We’d like to share conversations with family members who have been involved with Hospice of Warren County’s Hospice program. These comments address many of the misconceptions about “hospice.”

“I expected clinical care from the staff. What was unexpected was that care is so personal.”

“I didn’t realize how much Hospice helps not only the patient but the family as well.”

Hospice directly helps and benefits our patients and Hospice also helps relationships. Due to the guidance and teaching done during Hospice staff visits, Hospice helps caregivers be even better caregivers when Hospice staff aren’t around. With Hospice care in place, people can relax more and reconnect with that family relationship and not just be a caregiver. The little things that Hospice brings make a big difference and one doesn’t realize this until Hospice becomes involved.

“I would have gotten Hospice involved a lot sooner now if I had to do things over again.”

One thing that never changes is families and friends wanting the best for a loved one.

Choosing Hospice over continued invasive medical treatment can be a difficult decision. It’s human nature to want to continue to fight.
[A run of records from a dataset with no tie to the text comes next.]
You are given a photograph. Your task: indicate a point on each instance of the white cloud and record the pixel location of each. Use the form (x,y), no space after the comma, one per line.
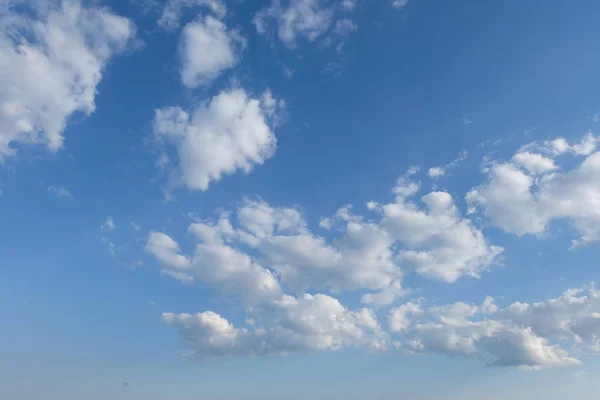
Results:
(527,201)
(399,316)
(523,335)
(60,192)
(166,250)
(386,296)
(171,15)
(207,48)
(215,263)
(436,172)
(307,323)
(52,61)
(231,132)
(437,242)
(534,163)
(348,5)
(306,19)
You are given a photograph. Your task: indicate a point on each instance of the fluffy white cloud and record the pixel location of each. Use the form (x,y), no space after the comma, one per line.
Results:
(171,14)
(166,251)
(523,335)
(437,242)
(231,132)
(206,49)
(534,163)
(525,201)
(399,318)
(51,60)
(215,263)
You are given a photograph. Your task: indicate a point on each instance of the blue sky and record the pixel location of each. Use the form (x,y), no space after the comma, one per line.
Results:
(254,199)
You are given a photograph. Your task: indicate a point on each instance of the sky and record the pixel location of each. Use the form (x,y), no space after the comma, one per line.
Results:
(298,199)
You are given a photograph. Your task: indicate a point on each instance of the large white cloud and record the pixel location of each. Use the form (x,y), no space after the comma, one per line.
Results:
(525,195)
(52,57)
(229,133)
(206,49)
(324,21)
(306,323)
(523,335)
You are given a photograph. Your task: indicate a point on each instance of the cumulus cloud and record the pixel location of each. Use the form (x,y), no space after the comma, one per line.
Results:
(231,132)
(60,192)
(525,195)
(53,58)
(439,171)
(523,335)
(311,20)
(399,3)
(306,323)
(206,49)
(437,242)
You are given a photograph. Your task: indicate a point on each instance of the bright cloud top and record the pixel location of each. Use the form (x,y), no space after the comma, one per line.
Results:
(207,48)
(230,132)
(310,20)
(52,61)
(524,195)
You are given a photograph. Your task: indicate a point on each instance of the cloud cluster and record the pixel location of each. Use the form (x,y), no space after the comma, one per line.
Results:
(53,57)
(525,194)
(523,335)
(207,48)
(306,323)
(231,132)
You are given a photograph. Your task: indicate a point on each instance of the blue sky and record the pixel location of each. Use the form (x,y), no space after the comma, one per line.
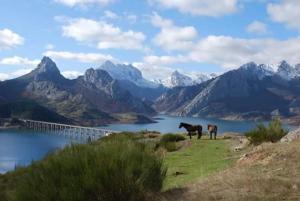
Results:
(157,36)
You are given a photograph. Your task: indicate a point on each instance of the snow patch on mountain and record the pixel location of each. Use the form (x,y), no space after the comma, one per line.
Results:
(127,72)
(179,79)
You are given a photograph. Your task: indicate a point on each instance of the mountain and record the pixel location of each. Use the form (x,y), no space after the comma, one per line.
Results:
(178,79)
(90,99)
(128,73)
(288,72)
(132,80)
(252,91)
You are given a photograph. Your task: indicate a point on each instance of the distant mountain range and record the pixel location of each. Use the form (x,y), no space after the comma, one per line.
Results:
(178,79)
(91,99)
(116,92)
(250,92)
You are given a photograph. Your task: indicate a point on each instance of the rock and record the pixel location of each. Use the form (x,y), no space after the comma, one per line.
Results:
(291,136)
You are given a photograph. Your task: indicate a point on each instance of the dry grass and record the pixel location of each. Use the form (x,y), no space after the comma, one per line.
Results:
(269,172)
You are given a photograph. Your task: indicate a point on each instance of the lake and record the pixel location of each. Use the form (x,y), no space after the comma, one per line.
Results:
(19,148)
(169,124)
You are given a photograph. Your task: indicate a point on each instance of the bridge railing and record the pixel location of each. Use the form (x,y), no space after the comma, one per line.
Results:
(89,133)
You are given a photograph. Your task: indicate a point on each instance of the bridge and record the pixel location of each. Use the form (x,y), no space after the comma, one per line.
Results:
(77,132)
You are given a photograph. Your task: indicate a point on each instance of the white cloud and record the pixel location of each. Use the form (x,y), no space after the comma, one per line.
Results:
(49,46)
(4,76)
(81,57)
(172,37)
(20,72)
(132,18)
(72,3)
(110,15)
(102,34)
(9,39)
(227,52)
(200,7)
(286,11)
(16,60)
(232,52)
(71,74)
(257,27)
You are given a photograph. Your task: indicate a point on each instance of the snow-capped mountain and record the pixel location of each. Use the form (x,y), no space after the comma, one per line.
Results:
(178,79)
(288,72)
(260,70)
(283,69)
(199,78)
(128,73)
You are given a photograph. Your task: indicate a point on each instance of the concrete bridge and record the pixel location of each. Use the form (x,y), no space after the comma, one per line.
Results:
(77,132)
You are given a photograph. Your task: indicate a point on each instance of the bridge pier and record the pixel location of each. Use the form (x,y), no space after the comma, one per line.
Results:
(88,133)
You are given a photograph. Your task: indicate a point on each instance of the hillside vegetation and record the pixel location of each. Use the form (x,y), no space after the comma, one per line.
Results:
(149,166)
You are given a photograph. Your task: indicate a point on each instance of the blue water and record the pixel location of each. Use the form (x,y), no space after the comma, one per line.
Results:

Hospice of Warren County’s Hospice program fully supports decisions patients and families make in the course of their care. If a person is diagnosed with a disease that is known to be life-limiting, it becomes a top priority to think through what that person wants the rest of his or her life to look like. Even with a complicated and convoluted healthcare system, it’s important and possible to seek care that will help make that person’s vision a reality. It’s especially important to assure that the final stage of living is filled with comfort, dignity, respect, caring, and love.

“Hospice dispenses — without holding back anything – love and kindness in their purest forms, to people who need it more than they have ever needed it in their whole lives.”

With Hospice, there is ALWAYS something that can be done; perhaps not in curing the disease, but in caring for persons and their loved ones.